Bilateral trade between India and the GCC touched about $179 billion in 2024–25, driven by strong exports of gems, metals, electronics and chemicals, alongside massive energy imports. India already has trade pacts with the UAE and Oman, and is now preparing to expand preferential access across Saudi Arabia, Qatar, Kuwait and Bahrain as well. Officials say the proposed FTA could reduce duties, smooth non-tariff barriers and create more predictable rules for businesses on both sides.
Commerce and Industry Minister Piyush Goyal said the agreement would deepen investment flows and strengthen food and energy security. While the Gulf remains a critical supplier of oil and gas to India, the region also offers growing demand for Indian services, petrochemicals and technology. With nearly 10 million Indians living and working in the Gulf, people-to-people ties add another layer to the economic relationship.

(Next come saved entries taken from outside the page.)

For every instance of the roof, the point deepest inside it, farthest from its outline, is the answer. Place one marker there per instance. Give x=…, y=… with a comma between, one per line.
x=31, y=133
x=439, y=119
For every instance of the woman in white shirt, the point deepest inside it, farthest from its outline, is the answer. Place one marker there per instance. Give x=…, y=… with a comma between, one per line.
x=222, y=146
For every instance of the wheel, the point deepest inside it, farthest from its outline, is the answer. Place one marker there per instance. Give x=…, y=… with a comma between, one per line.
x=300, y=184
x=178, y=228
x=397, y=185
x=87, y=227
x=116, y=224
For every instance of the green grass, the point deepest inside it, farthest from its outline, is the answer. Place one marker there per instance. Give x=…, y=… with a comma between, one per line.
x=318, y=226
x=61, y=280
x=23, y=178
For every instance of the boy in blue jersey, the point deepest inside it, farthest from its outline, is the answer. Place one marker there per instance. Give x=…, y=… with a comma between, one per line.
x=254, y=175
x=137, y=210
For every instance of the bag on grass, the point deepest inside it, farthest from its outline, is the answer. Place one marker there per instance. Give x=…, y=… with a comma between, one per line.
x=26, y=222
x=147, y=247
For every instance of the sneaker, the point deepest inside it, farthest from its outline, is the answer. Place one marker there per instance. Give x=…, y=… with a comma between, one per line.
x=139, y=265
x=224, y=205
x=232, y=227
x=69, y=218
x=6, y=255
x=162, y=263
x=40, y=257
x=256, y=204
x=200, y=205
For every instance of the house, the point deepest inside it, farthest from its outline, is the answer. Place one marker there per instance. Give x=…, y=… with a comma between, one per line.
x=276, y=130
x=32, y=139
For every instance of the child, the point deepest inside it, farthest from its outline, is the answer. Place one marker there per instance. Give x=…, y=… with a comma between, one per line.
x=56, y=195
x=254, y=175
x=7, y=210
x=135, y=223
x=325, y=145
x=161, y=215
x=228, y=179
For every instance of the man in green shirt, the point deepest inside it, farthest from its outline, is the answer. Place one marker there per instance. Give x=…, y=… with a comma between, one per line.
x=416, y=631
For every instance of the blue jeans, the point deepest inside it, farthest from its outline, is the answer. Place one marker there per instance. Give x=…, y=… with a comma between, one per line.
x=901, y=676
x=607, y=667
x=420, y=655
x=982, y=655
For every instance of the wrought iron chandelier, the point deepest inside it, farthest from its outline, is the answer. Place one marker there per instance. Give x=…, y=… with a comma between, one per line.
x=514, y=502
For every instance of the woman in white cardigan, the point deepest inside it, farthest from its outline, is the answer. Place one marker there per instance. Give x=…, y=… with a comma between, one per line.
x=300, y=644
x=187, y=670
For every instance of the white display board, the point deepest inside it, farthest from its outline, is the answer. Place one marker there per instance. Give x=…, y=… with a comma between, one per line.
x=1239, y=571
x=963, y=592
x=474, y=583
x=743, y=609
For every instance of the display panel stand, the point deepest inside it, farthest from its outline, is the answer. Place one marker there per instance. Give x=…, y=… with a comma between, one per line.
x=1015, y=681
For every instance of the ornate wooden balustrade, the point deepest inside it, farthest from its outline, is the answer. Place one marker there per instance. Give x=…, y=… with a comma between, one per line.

Economists see the move as part of a broader rebalancing of India’s trade focus. With uncertainties in Western markets, policymakers are looking closer to home, betting on West Asia, Southeast Asia and Africa as the next engines of growth. The Gulf’s financial muscle and infrastructure push could open fresh opportunities for Indian firms, from construction and IT to healthcare and logistics.
If talks progress as planned, the India–GCC deal could become one of New Delhi’s most consequential trade pacts, reshaping supply chains and giving Indian exporters a stronger foothold in a fast-expanding regional market.